You can read the words they wrote but you cannot perceive the tone they wrote it in....I dont think this is helpful and may dismiss candidates that are otherwise perfect except when Watson analyzes them.
Another commenter mentioned http://watson-um-demo.mybluemix.net/demo above, so I threw this together in bash for reddit comments. Bit more of a pain that entering a username, but if you take this:
run it in bash, then run redcom <user>, it should throw all your comments into <user>-redcom.txt which you can then copy/paste to http://watson-um-demo.mybluemix.net/demo
Yeah, I think it's worth keeping in mind it's scoring you based on your comments on a particular kind of site which tends towards certain kinds of interactions.
Does Watson internally use observations drawn from this study[1]?
And another question---is this applicable to non-native English speakers? Do they acquire the same language habits as if English was their mother tongue?

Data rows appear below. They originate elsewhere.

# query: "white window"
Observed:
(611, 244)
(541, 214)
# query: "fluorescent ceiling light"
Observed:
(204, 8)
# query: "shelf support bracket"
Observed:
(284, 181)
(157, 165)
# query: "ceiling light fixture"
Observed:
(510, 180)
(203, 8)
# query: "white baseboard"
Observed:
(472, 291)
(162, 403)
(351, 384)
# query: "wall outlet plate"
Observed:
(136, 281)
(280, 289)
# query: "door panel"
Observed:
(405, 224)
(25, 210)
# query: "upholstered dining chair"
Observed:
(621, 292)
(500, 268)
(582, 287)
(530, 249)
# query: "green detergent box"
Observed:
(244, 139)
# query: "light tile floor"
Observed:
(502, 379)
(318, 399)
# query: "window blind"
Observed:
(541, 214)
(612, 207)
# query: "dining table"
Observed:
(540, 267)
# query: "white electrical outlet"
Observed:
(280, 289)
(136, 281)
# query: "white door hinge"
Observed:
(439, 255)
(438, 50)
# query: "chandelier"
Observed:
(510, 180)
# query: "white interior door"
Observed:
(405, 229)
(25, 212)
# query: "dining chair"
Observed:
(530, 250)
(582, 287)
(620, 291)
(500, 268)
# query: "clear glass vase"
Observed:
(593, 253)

See my response to minimaxir above about additional documentation coming soon, and a link with good background info on the technology. Meanwhile, here are brief descriptions of the Big 5 Personality traits:
Big 5 Personality:
- Openness - associated with curiosity,
intellect, and an appreciation for art and adventure
- Conscientiousness - associated with organization and
industriousness
- Extraversion - associated with positive and outgoing
attitudes toward other people
- Agreeableness - associated with compassion and
cooperation toward other people
- Emotional Range - associated with a sensitivity to negative emotions
For more information on systematic associations between personality and individual differences in word use, please refer to studies like Tal Yarkoni, "Personality in 100,000 words: A Large scale analysis of personality and word use among bloggers", 2010
When the service first came up on the front page, I punched in some personal writings from my journal into it. Comparing my results from that to this HN assessment is like night and day. The HN assessment shows me as highly intellectual, imaginative, and adventurous, with a strong value for self-enhancement. The personal stuff showed me as being much more emotional, with a huge emotional range, because—surprise, surprise—I tend to write more about emotional parts of my life in my journal than on HN comments.
While this service might be useful to get a broad sense of people for marketing purposes, using it on an individual basis is like talking to a fortune teller—it could tell you nearly anything about yourself, and you'd be able to come up with an explanation to justify it.